Murray put in a sloppy and error-prone display in the first round at the Wimbledon warm-up event on his way out. On the other hand, Thompson, who lost in the final round of qualifying on Sunday, stepped up to play the world no.1 following the early withdrawal of Aljaz Bedene on Tuesday because of a wrist injury and played the match of his life. However, he was given a helping hand by the erratic Murray, the defending and five-time champion at West London.
Speaking of his win, an ecstatic Thompson said, “Definitely the biggest win of my career. I took each point at a time. I definitely didn’t expect to be winning here in straight sets. I just wanted to enjoy myself. Yesterday, I was sitting around, hoping to be able to get a game, But there weren’t too many matches yesterday. I was always coming in, trying to sign in, and here I am in the draw.

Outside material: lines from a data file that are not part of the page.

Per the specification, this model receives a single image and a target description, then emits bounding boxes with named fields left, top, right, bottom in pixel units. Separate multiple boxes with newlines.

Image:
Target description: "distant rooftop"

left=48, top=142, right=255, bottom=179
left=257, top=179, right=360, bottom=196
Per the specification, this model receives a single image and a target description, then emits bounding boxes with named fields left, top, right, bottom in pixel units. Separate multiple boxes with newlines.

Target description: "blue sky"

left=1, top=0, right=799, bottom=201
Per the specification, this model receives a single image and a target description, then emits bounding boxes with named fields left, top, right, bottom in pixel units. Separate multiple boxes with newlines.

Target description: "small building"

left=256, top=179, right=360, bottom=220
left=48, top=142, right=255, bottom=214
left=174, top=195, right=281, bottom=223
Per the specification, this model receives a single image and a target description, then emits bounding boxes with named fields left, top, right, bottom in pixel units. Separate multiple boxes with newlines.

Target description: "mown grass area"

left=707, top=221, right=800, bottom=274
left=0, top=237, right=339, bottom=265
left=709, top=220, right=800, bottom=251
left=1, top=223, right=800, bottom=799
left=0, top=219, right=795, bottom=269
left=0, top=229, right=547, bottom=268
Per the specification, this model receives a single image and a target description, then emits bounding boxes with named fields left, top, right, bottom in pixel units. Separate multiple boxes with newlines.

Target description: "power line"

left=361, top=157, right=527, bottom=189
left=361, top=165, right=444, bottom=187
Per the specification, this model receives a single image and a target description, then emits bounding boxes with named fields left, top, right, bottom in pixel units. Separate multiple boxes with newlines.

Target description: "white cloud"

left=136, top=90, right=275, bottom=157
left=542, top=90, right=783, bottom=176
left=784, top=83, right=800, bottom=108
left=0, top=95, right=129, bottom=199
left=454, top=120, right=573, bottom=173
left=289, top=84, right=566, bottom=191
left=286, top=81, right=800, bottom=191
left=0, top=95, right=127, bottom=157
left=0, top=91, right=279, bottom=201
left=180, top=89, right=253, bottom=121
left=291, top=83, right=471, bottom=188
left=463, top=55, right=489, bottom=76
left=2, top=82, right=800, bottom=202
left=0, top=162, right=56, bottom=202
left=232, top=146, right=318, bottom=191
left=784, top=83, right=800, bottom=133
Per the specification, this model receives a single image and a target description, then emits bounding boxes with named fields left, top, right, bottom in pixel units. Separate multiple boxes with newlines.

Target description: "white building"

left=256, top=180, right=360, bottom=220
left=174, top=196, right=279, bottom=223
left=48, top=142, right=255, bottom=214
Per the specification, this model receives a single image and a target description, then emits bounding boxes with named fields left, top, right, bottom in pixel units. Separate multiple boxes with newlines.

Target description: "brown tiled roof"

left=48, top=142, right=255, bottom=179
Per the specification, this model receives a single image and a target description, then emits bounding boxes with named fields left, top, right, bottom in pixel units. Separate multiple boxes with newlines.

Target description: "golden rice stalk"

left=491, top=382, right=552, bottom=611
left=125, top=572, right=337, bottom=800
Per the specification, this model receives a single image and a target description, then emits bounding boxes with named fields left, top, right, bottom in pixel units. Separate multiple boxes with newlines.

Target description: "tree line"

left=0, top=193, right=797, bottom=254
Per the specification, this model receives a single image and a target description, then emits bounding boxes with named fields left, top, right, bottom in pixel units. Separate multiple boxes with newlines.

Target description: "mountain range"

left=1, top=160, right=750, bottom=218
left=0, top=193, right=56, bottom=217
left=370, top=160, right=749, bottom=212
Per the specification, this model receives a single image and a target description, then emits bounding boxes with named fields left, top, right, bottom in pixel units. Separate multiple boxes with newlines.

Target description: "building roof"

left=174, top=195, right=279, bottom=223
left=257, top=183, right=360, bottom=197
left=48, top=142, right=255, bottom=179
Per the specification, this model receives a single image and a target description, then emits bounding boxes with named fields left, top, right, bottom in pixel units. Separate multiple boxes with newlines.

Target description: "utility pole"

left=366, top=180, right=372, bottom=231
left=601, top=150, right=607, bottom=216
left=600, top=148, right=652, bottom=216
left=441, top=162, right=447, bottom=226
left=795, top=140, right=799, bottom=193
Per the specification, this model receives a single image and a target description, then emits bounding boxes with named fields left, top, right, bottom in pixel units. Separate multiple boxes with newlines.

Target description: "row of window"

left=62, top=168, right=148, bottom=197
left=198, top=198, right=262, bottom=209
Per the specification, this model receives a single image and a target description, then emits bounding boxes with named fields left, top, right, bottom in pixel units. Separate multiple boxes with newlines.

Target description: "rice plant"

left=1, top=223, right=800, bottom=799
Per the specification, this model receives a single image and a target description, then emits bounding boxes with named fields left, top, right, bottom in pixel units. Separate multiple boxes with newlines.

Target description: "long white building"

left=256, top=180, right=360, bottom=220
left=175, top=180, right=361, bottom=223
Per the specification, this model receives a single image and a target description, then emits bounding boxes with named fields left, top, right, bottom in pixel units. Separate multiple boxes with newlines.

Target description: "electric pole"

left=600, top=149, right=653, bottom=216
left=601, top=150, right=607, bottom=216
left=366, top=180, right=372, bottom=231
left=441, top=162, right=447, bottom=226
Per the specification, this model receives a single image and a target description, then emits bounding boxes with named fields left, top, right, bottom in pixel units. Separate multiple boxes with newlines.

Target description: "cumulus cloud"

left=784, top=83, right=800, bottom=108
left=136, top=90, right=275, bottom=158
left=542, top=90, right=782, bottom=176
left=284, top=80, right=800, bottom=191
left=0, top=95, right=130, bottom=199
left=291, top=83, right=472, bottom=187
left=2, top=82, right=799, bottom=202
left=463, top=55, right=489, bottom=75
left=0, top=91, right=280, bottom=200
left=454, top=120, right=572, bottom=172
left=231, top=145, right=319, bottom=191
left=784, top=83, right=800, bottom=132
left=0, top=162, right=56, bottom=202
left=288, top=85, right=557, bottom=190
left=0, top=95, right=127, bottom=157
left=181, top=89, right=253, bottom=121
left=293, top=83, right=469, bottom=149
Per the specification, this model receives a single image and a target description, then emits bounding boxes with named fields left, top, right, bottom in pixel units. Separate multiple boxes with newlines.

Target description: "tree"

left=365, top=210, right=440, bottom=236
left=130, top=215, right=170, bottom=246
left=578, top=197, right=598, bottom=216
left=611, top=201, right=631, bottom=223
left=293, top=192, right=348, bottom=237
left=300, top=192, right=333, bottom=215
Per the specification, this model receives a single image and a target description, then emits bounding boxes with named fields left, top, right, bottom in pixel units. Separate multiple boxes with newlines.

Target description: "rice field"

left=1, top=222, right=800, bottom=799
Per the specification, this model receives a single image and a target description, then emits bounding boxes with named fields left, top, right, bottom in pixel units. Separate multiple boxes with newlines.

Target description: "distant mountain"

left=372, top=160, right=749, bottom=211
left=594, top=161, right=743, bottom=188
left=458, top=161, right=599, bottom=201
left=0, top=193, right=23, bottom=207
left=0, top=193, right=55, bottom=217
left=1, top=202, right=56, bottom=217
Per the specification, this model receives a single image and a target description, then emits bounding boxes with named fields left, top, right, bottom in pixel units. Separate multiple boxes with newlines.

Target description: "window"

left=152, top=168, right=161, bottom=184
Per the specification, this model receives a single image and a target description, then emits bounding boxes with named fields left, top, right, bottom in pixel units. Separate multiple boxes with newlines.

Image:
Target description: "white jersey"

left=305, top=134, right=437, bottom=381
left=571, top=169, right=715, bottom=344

I’m so lucky."
On the other hand, the loss is a serious blow to Murray’s preparations for Wimbledon which starts on July 3.
In another match, the second-seeded Stan Wawrinka was beaten by the big-serving Feliciano Lopez 7-6 (5), 7-5. The World No.3 Wawrinka headed into the tournament on the back of being the runner-up at Roland Garros to Rafael Nadal but appeared to be struggling with a left knee injury in the second set.

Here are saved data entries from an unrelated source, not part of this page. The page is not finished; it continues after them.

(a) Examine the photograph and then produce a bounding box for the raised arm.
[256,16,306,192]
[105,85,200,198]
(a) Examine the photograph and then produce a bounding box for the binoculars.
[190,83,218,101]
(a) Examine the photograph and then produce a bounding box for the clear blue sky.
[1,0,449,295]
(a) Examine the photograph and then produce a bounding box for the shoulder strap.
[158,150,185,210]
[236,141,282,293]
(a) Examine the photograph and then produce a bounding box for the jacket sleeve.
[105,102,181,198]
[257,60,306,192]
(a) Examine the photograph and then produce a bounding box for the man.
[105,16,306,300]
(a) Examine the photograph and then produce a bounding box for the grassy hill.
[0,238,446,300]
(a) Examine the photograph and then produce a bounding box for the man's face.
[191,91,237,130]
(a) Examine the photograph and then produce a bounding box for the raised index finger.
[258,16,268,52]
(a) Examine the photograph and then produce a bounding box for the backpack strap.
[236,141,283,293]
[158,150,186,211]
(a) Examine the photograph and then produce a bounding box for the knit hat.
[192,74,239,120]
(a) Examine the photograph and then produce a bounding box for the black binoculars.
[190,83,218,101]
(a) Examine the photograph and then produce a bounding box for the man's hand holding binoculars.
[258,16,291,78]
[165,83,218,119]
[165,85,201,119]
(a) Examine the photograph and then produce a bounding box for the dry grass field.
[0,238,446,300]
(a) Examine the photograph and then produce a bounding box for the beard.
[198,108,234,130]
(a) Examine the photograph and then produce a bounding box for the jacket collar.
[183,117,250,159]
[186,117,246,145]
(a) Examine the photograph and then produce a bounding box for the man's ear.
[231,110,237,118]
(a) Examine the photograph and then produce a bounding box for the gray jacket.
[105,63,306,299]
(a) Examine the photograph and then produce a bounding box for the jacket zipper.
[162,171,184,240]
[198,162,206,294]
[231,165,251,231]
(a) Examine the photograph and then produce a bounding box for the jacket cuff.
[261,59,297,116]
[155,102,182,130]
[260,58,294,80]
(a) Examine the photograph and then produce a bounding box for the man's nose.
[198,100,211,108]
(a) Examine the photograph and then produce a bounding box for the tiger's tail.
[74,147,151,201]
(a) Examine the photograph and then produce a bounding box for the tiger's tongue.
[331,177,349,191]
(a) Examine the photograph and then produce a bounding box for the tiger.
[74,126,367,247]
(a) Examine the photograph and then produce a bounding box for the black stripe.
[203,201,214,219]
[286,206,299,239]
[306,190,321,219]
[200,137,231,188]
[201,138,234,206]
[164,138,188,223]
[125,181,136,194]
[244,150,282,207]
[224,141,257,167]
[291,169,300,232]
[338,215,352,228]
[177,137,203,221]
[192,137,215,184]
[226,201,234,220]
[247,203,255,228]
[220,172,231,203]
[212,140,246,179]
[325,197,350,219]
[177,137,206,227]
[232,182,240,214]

The third and final upset of the day was the departure of world no.6 Milos Raonic, who lost 7-6 (5), 7-6 (8) to the world no. 698 Thanasi Kokkinakis, who was playing only his sixth singles match since November 2015 because of injury problems. It was the first win over a top-10 opponent for the Australian, who trailed 6-3 in the second-set tiebreaker but won on his third match point with a backhand winner into the corner.
Raonic was far from his best on the day as he failed to convert any of his nine break-point opportunities. Reflecting on his defeat, the Canadian said, “It’s a big frustration. Obviously, it would have been a lot easier scheduling everything if I was to be here and have many more matches ahead of me.”
On the other hand, Kokkinakis played only one match in 2016 because of a shoulder problem and missed most of this year because of an abdominal injury. He returned to action in May and played three events before Queen’s, with his ranking as low as No. 993 only last week.
Speaking of his win, the Australian said, “It’s everything. It’s huge for me. I’ve been out for so long.”